Putting down the camera at Myrtle Beach ...except for a couple sunsets

From Savannah, Lee Ann and I drove up to Myrtle Beach to meet some of her family to enjoy the beach and some rest and relaxation.

We had mostly decent weather; there was a day or two when it was on the chilly side, and one evening we spent an hour or so monitoring a local television channel to ascertain when vicious storms headed our way could turn out to be serious enough to seek protection from tornadoes. 

But the storms moved out before turning that dangerous. 

Almost all the pictures I took while in Myrtle Beach this time were with my iPhone, and they were family photos. Nothing I am going to bother with in blog posts. 

The exception are images you see in this post. Usually I go to Myrtle Beach expecting interesting sunrise pictures. Lee Ann coaxed me to find something interesting with the sunsets while I was there, so that's what the images in this post are about, all taken from the balcony of our rooms. Yes, I use the plural rooms; for the first two nights, we stayed on the second floor at one end of the hotel; we went up four floors and to the other side of the building for the remainder of our stay. 

Leading off the post is a photo looking southeast and was taken from the balcony on the higher-floor room. The sun is lowering behind us, so you see rich, late-afternoon dramatic colors and contrast here. I'll let the captions tell the story of the remaining images in the post. There is some interesting "looks," given the direction and time involved.

Above: This image was taken from the first room's balcony, which looks due east and was right after sundown.
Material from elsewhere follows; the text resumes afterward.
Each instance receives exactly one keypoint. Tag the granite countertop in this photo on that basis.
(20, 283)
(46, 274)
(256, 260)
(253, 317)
The photo and above and the last two below were taken on a different night, about 15 minutes before the sun went down. They also were from the balcony of the sixth-floor room. The first one above also looks east, and you appreciate that dramatic late-afternoon lighting on the orange building facade. For the bottom two images, I turned to look toward the sun. The first below, a perspective shot, finds the sun curling around the left backside of the building, casting out what I thought was some cool flare rays. I then put my polarizing filter on the Tamron 28-300 f.3.5-6.3 lens (on my Canon 6D) and zoomed in to get the final image, a much clearer depiction of how the sun was dropping behind the building.